A GAMING wizard who dropped out of A levels to pursue his dream, has just returned from the USA having been placed 9th in the Call of Duty (COD) World Championships in Los Angeles.

Jamie Craven, 19, aka ‘Insight’, from Cross Hills, attended as an amateur with his team of five named ‘Singularity’.

COD is a multi-platform shoot-em-up style game, Pegi rated18, which Jamie has played competitively since he was 12.

He plays competitively on PS4 and attends all Call of Duty World League events. This consists of online events and gatherings know as LAN events, mainly in and around the US.

Jamie’s father, Richard, said only the top 32 teams in the world attended the LA World Championship and Singularity earned the right to be there at a previous CWL event in Miami.

“At this stage Jamie’s team was classed as amateurs, and was expected to fall at the first hurdle, how ever to everyone’s amazement not only did they get out of pool play, they smashed it and became the top group unbeaten as they moved on to the winners bracket.

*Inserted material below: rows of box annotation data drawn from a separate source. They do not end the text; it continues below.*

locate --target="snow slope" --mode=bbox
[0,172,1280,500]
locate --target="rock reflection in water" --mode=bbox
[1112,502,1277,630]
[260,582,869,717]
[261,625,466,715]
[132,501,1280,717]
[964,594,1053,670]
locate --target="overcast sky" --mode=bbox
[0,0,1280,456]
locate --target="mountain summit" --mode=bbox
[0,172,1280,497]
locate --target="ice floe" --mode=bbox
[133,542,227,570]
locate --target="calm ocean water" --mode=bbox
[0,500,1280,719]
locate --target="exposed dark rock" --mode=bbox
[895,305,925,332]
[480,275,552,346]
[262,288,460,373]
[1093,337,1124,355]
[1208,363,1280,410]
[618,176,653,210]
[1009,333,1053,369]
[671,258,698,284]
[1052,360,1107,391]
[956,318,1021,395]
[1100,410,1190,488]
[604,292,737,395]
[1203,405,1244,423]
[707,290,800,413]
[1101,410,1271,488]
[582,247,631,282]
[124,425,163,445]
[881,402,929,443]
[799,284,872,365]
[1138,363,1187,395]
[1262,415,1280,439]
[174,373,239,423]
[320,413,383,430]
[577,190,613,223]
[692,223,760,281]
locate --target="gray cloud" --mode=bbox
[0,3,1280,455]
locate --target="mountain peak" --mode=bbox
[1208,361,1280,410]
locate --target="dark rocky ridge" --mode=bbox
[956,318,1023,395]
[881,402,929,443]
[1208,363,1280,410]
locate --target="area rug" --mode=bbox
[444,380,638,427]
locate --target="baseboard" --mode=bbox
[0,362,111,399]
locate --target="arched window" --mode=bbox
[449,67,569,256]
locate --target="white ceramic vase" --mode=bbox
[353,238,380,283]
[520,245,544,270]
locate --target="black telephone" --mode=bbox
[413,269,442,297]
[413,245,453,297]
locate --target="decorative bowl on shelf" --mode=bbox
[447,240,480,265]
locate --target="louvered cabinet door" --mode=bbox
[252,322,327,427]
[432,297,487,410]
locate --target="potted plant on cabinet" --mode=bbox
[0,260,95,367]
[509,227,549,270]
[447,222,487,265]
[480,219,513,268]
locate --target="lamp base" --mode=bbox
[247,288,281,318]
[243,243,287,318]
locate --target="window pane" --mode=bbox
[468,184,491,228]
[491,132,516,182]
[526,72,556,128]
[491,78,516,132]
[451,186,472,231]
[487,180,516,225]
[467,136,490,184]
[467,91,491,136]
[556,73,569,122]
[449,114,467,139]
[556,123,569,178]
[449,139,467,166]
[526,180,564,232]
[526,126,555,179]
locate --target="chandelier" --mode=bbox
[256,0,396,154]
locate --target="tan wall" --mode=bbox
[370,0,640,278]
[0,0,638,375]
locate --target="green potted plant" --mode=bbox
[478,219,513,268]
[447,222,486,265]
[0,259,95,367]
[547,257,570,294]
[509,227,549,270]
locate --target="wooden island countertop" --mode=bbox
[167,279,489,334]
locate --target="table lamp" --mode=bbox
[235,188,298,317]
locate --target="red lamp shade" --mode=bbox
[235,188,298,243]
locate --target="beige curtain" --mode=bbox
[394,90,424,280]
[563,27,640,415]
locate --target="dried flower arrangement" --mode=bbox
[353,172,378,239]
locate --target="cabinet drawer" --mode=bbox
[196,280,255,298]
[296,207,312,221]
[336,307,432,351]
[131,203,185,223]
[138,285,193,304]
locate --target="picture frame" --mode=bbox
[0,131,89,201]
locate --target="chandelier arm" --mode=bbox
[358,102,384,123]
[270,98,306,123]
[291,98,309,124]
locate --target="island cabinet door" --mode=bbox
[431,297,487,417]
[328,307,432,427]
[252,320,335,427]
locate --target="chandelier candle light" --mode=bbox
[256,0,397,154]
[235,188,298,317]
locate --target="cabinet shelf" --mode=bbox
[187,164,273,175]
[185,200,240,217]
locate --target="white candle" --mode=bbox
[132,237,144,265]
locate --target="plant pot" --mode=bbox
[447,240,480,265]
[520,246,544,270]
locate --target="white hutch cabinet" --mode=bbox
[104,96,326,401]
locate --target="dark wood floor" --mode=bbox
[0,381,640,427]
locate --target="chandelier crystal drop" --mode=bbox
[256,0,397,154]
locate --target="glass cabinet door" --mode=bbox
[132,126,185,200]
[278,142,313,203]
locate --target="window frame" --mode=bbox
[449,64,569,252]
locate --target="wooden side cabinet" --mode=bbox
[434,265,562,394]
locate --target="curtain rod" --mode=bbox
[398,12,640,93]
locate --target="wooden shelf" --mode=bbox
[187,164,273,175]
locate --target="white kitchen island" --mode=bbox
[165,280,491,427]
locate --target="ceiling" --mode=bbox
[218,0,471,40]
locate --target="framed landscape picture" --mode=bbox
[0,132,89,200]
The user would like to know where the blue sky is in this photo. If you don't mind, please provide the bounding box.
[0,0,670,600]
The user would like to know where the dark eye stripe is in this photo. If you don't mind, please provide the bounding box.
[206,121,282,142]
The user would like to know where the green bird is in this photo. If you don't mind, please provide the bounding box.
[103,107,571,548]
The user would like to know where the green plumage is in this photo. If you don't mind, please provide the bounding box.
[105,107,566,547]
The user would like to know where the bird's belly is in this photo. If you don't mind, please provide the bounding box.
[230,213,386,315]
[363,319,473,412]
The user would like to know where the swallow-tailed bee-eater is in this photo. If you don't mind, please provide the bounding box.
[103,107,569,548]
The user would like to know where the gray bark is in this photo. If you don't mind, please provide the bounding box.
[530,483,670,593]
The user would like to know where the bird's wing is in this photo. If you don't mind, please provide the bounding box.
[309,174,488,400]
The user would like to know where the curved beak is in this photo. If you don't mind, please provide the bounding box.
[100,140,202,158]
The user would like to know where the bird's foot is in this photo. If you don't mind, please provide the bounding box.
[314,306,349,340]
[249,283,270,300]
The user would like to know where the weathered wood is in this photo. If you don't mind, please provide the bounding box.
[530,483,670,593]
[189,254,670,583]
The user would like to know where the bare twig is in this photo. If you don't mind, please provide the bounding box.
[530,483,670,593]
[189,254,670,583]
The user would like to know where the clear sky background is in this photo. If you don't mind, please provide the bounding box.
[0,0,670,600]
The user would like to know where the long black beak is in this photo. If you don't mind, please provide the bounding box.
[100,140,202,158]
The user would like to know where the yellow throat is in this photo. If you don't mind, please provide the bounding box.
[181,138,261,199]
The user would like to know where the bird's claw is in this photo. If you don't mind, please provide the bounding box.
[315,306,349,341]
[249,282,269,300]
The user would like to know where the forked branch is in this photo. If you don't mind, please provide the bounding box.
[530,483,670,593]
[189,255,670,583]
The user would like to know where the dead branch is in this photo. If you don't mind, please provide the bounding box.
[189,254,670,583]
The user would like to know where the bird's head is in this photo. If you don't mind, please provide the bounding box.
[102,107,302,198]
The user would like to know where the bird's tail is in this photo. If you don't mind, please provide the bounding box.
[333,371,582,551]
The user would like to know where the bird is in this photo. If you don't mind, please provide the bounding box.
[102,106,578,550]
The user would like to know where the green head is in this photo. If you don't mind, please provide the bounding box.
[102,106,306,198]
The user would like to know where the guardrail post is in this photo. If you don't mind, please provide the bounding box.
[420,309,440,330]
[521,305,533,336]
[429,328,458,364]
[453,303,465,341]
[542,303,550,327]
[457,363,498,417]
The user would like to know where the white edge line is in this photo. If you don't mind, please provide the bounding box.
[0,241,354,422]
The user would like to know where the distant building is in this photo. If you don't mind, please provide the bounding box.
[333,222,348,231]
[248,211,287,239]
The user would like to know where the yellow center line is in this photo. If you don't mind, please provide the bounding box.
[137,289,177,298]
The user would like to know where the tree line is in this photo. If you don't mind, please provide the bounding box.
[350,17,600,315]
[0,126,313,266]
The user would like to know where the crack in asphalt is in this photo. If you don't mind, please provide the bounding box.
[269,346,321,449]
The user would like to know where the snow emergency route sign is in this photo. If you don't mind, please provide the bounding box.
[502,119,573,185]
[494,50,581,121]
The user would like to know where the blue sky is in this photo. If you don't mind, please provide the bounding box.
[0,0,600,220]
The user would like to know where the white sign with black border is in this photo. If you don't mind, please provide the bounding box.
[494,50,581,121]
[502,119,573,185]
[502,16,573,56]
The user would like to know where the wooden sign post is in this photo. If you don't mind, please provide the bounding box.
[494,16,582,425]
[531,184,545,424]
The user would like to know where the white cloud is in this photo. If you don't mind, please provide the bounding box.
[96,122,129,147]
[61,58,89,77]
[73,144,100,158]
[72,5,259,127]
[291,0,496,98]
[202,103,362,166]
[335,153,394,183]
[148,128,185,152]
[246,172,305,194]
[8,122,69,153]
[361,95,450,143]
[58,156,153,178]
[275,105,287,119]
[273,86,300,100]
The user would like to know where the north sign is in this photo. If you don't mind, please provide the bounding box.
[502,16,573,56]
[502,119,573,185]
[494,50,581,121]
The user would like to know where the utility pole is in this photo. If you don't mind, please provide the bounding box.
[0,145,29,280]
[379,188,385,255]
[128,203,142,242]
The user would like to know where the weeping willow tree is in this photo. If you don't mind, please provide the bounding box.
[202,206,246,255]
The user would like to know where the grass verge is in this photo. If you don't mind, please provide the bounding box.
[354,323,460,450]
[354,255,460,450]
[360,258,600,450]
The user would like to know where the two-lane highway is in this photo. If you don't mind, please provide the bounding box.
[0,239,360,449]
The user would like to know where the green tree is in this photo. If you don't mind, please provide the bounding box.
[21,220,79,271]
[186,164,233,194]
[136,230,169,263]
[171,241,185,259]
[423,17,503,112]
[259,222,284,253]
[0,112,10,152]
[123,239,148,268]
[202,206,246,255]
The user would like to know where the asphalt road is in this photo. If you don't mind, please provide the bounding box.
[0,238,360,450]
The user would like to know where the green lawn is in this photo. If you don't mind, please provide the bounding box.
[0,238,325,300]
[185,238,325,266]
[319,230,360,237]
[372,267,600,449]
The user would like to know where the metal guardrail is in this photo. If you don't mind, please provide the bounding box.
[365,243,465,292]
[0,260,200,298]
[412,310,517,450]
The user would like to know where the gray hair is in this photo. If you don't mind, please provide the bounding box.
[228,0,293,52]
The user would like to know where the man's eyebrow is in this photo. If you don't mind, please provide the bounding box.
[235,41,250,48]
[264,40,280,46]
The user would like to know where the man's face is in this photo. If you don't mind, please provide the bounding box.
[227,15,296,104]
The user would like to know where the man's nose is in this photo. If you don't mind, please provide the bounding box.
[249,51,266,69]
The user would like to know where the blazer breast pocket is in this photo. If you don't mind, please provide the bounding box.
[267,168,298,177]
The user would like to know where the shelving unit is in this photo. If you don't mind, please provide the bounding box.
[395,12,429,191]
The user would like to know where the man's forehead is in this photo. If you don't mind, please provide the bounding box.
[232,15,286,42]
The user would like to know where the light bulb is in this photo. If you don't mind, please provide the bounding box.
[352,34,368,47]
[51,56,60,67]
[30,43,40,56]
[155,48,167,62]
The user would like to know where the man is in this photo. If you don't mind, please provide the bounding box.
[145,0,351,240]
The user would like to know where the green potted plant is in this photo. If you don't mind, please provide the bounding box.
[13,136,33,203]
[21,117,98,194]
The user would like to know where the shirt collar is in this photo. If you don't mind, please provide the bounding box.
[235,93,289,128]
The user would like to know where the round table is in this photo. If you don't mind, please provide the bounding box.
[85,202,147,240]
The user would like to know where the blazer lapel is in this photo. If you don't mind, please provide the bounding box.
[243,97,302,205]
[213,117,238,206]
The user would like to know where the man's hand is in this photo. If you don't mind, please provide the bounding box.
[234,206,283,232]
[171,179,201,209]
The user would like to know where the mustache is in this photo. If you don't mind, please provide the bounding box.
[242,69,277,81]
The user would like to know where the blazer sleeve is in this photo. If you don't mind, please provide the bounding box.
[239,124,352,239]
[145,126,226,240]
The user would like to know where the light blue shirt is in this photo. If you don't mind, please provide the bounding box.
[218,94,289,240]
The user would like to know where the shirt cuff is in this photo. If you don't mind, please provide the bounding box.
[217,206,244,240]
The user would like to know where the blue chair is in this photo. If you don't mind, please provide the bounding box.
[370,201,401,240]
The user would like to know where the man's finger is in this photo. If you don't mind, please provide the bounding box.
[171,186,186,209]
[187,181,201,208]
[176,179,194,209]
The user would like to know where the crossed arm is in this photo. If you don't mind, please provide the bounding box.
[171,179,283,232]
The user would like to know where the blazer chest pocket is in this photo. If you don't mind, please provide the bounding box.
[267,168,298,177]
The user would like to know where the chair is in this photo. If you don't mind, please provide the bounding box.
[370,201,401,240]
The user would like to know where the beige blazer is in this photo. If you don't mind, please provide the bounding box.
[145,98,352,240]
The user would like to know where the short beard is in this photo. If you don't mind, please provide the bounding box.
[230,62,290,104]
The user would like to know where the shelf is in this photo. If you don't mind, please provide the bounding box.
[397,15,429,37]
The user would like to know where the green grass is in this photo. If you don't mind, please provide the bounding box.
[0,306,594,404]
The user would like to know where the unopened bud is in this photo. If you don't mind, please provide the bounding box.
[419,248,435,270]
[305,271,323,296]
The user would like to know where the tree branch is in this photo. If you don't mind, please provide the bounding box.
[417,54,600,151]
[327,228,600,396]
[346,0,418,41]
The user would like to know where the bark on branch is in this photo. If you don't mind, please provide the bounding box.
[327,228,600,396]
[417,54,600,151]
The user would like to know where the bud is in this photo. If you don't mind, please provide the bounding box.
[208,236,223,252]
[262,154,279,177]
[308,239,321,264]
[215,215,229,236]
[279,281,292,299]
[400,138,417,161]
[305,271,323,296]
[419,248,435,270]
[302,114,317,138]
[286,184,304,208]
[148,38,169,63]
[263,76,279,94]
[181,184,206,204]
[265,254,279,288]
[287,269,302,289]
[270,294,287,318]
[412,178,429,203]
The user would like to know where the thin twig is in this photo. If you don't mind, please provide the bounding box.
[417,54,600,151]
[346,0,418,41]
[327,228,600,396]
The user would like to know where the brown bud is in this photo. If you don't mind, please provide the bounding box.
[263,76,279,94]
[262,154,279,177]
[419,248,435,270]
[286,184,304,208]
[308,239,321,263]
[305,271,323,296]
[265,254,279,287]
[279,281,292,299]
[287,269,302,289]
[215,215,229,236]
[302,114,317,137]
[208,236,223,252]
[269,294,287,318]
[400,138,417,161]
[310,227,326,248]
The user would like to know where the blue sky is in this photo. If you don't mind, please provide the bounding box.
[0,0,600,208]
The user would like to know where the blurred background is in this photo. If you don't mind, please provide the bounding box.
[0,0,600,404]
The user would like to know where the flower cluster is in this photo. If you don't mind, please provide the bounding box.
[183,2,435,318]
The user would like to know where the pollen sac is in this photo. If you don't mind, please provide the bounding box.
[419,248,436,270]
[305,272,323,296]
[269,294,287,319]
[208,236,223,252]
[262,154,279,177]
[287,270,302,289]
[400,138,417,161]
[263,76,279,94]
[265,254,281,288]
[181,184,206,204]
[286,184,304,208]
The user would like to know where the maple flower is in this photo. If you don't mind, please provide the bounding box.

“Since that moment the COD scene couldn’t say enough about Singularity as they moved on further in the competition. Their winning ways came to an end and they finish 9th overall in a tournament they had no right to be in,” said Mr Craven.

He added: “This was Jamie’s first ever World Championships and his style of play has turned heads and earned respect in the COD scene. We hope after this performance he goes on to be picked to play for a professional team in the forthcoming season.”

Jamie went to South Craven school and achieved excellent GCSE grades and went on to 6th form, but juggling his gaming with school work was proving too much and had to make a decision on turning 18 to pursue gaming as a career or complete his A levels, Jamie chose gaming.

Jamie said: “People thought I was mad to leave school - top of the list was South Craven School - and rightly so. The decision to leave was a difficult one to make but in order to pursue my dream one that had to be made.

“As a team we practice 5-8 hours a day. Weekends are normally online competitions and each month we attend an event usually in the US. We compete over the course of a week, so you can see trying to juggle a full-time education as well was very difficult for me. I like to think my studies are on hold and I can always go back to them later.

“I am perusing my dream and I aim to become the best player in the world and be seated in the hall of fame. Who wouldn’t? I have fantastic support from friends and family, without my dad’s help who suffers from “Competitive Dad Syndrome” my dream would just be that.”